Vuurwapengeweld in de VS. Kan de verplichte aansprakelijkheidsverzekering Obama helpen?

Stop Gun ViolenceIn Washington is de volgende ronde aangebroken in de politieke strijd over de aanpak van het vuurwapengeweld in de Verenigde Staten. Met jaarlijks 10.000 doden is het aantal slachtoffers hoger dan van terrorisme (cijfers over de periode 2001-2011). De gewonden en de meer dan 20.000 jaarlijkse zelfdodingen met vuurwapens zijn daarbij niet opgeteld. In 2013 lanceerde president Obama een plan van aanpak  met o.a. een verbod op bepaalde typen wapens en uitbreiding van backgroundchecks bij wapenaankoop, maar de weerstand in het Congres bleek te groot. De tegenstanders beroepen zich op het tweede amendement op de Amerikaanse Grondwet: ‘the right of the people to keep and bear arms shall not be infringed’. Nu dit vanuit historisch perspectief verklaarbare, maar tegenwoordig steeds knellender wordende principe, een onneembaar politiek struikelblok is gebleken, rijst de vraag of Obama het niet over een andere boeg zou moeten gooien. Het probleem zal niet afnemen nu het aantal vuurwapens met 357 miljoen het aantal inwoners van de VS inmiddels heeft overschreden.

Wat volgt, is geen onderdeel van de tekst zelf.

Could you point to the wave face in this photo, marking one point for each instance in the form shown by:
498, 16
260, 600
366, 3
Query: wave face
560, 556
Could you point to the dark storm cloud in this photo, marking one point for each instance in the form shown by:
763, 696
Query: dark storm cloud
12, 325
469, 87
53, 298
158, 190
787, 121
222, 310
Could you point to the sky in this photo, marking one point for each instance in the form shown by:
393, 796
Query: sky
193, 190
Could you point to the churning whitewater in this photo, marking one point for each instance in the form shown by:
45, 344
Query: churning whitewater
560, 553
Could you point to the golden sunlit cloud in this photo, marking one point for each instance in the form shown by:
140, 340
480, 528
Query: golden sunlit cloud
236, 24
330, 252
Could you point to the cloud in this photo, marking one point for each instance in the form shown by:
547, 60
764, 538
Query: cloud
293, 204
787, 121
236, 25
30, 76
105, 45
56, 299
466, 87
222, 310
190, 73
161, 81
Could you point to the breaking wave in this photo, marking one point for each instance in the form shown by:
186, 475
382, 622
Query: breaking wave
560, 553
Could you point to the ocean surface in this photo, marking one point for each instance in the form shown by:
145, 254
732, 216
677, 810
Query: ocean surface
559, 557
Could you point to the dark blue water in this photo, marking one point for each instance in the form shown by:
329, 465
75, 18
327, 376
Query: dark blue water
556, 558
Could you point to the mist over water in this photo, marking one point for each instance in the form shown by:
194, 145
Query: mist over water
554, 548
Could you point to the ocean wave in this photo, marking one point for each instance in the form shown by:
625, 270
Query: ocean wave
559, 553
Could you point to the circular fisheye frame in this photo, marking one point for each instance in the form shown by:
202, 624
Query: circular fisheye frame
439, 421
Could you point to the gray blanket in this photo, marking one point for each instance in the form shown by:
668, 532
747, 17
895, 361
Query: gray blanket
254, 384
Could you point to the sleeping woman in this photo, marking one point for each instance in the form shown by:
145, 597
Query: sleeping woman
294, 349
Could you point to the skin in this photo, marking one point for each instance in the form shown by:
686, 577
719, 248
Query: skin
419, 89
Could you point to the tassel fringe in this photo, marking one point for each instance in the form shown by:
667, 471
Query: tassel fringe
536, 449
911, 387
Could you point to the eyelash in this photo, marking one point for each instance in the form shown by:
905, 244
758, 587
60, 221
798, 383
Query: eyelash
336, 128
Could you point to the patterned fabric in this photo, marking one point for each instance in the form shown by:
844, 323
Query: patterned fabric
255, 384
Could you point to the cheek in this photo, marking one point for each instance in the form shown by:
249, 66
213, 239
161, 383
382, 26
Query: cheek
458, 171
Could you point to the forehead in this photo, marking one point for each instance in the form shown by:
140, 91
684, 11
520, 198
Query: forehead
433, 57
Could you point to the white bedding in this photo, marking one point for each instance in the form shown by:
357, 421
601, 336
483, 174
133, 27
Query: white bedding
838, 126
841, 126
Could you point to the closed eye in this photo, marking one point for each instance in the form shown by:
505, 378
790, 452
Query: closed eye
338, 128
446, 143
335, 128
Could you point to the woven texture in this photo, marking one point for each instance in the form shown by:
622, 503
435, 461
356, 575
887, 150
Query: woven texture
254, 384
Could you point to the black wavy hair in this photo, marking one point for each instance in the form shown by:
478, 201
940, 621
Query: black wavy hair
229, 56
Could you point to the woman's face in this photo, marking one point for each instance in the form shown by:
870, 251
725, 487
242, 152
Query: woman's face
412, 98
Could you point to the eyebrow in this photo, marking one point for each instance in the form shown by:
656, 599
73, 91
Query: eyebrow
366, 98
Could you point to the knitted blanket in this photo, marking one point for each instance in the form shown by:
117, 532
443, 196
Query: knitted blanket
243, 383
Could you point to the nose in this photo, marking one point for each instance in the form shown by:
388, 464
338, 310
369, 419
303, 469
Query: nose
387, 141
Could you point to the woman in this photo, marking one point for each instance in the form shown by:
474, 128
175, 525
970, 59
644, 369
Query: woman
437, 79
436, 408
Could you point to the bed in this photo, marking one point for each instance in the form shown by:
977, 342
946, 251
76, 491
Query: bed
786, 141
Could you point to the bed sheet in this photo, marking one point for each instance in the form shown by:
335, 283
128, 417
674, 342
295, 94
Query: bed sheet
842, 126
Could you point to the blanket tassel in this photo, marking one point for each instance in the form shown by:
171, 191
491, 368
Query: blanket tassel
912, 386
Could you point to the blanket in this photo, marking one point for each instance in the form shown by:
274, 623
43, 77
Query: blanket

Op nieuwjaarsdag kondigde Obama aan zich te gaan buigen over maatregelen die hij zonder instemming van het congres zou kunnen nemen. Op 5 januari maakt hij deze maatregelen bekend. Het gaat hoofdzakelijk om aanscherping van de toepassing van bestaande wetgeving. Voor wetswijziging heeft hij immers het Congres nodig.

Intussen zijn er zowel op het niveau van een aantal staten als op federaal niveau initiatieven genomen voor een maatregel die nu toe niet in het pakket van Obama zat, namelijk het verplicht stellen van een aansprakelijkheidsverzekering voor vuurwapenbezitters. Een voorstel voor een ‘Firearm Risk Protection Act met die strekking werd ingediend door het lid van het Congres voor de Democratische Partij, Carolyn Maloney, en ook in Connecticut, Massachusetts en California zijn soortgelijke wetsvoorstellen in behandeling. Interessant genoeg om in een Ucall blog de mogelijke effecten van een dergelijke verplichting onder de loep te nemen. Ik richt mij daarbij op het federale voorstel. Dit stelt een aansprakelijkheidsverzekering verplicht voor de eigenaar van een vuurwapen en verbiedt de koop en verkoop van een vuurwapen zonder dat de koper aantoont dat hij over een dergelijke verzekering beschikt. Op overtreding staat een boete van $ 10.000,-. De verzekering moet worden afgesloten bij een verzekeraar die over een vergunning beschikt van de toezichthouder op verzekeraars op staatsniveau.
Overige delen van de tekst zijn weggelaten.